Erfahrungsbericht von Jan Kell

Bachelor-Studiengang Betriebswirtschaft, Auslandssemester September 2019 – Januar 2020 in Budapest an der Metropolitan University
Gefördert über Erasmus+

Während des FHDW-Studiums ein Auslandssemester zu absolvieren, ist nicht nur im Lebenslauf ein Pluspunkt, sondern bringt einem persönlich auch neue Sichtweisen, Erfahrungen und Erlebnisse. Ich habe mich daher frühzeitig dazu entschieden, mich für ein Auslandsaufenthalt zu bewerben.

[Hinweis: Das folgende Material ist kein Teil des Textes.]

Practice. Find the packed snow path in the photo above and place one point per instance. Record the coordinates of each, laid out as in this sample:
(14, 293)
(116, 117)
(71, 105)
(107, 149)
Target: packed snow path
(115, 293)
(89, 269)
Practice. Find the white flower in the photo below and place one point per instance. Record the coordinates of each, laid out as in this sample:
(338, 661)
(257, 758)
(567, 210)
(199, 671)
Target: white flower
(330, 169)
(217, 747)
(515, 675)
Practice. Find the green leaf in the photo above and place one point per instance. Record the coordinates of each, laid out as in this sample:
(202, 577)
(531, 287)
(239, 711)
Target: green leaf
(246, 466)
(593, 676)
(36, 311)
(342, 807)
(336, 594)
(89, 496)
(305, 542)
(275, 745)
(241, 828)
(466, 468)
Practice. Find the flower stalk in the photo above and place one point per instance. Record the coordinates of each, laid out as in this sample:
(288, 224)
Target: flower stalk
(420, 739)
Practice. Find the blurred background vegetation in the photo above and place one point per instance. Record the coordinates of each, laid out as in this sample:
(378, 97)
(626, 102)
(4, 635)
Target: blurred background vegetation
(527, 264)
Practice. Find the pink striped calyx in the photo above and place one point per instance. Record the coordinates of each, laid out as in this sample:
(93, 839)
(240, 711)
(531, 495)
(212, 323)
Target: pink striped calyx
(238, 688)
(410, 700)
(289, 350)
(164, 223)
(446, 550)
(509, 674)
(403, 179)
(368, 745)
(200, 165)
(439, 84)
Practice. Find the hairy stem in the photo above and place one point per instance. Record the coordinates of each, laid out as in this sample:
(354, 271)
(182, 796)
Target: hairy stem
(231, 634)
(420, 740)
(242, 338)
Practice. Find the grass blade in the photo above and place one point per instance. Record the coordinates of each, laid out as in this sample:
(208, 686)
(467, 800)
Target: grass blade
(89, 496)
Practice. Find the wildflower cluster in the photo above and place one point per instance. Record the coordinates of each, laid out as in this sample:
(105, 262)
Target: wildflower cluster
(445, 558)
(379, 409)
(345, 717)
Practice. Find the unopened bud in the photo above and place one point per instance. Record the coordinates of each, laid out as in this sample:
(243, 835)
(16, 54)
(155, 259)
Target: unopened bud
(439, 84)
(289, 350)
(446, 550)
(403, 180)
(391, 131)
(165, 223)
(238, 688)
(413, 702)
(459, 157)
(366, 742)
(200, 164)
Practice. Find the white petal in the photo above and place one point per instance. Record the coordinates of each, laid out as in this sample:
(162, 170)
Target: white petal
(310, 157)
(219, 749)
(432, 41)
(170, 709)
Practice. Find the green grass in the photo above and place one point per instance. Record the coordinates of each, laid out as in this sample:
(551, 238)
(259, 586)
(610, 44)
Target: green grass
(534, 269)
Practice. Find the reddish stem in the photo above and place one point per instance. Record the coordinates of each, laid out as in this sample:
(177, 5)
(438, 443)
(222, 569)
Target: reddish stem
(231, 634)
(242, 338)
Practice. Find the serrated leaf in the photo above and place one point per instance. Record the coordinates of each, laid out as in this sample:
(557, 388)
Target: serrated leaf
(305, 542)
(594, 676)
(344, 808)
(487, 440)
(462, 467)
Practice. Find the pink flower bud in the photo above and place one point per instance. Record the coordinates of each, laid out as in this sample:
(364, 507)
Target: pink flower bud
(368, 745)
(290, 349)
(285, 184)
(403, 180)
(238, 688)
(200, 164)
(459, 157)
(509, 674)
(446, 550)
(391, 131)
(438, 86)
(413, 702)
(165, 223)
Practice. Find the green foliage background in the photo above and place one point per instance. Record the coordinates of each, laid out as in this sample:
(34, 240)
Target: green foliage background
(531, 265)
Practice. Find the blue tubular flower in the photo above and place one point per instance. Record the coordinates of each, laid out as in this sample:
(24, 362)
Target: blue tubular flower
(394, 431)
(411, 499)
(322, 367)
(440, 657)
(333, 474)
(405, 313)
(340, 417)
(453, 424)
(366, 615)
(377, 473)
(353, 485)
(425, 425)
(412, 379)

Vorweg standen drei Städte zur Auswahl, zwischen denen ich als BWL-Student wählen konnte. Neben Budapest (Ungarn) und Riga (Lettland) stand theoretisch auch Liverpool (England) zur Auswahl. Dies verfiel aber relativ schnell, da der „Brexit“ etwaige Planungen unberechenbar machte. Nach Gesprächen mit Familie und Freunden, aber auch ersten Beratungsgesprächen mit dem International Office habe ich mich für Budapest als erste Wahl entschieden, in meiner Bewerbung für den Aufenthalt aber als Alternative Riga offengelassen, falls Budapest nicht möglich ist.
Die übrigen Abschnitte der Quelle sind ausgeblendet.